If all you want to do is queue requests, that shouldn't be much of an issue. Just make sure the previous generation is finished before you reuse the same resources (generator+cache) for the next one. If Flask receives requests asynchronously, stash all incoming requests in a FIFO queue and have the main thread serve them one after another.

Overall though, efficiently managing concurrent requests to an engine that demands 100% of the available VRAM and compute resources is non-trivial. You probably don't want to limit the context length per user to accommodate more users, for instance, but you also can't dynamically allocate resources as required since that's inefficient and prone to memory fragmentation. It's really paged attention you want in this case.

Personally though, I feel like people usually get the wrong idea about ExLlama.
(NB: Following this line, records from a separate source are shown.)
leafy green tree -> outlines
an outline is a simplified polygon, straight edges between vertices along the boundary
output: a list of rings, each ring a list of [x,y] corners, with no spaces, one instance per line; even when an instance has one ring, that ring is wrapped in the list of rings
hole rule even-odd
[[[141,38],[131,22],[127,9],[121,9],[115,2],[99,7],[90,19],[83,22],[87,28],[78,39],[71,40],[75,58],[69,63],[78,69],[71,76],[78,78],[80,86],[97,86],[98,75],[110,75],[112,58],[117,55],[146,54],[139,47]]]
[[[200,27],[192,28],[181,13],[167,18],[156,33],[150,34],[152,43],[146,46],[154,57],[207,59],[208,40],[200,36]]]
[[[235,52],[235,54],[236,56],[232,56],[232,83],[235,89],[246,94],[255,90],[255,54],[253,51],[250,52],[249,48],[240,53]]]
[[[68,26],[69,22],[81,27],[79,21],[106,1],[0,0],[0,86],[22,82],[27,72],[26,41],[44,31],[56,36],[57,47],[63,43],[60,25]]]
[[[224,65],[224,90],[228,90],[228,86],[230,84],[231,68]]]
It can do a lot with a limited amount of VRAM, but it does this primarily by quantizing weights. And as you scale a server deployment to more and more users, the weights make up less and less of the overall amount of VRAM you'll need. You'll be more limited by other factors at some point, like efficient K/V cache management and dynamic batching, and you're going to need a big stack of GPUs regardless.

turboderp commented 2 months ago

I should also add that there are existing projects you can look at with different takes on how to do this. Take a look at tabbyAPI and EricLLM

turboderp commented 1 month ago

The new generator implements dynamic batching using paged attention (requires Flash Attention 2.5.7+). It pretty much addresses all of this, and you can check it out in the dev branch for now. I expect to bump the version in the next couple of days.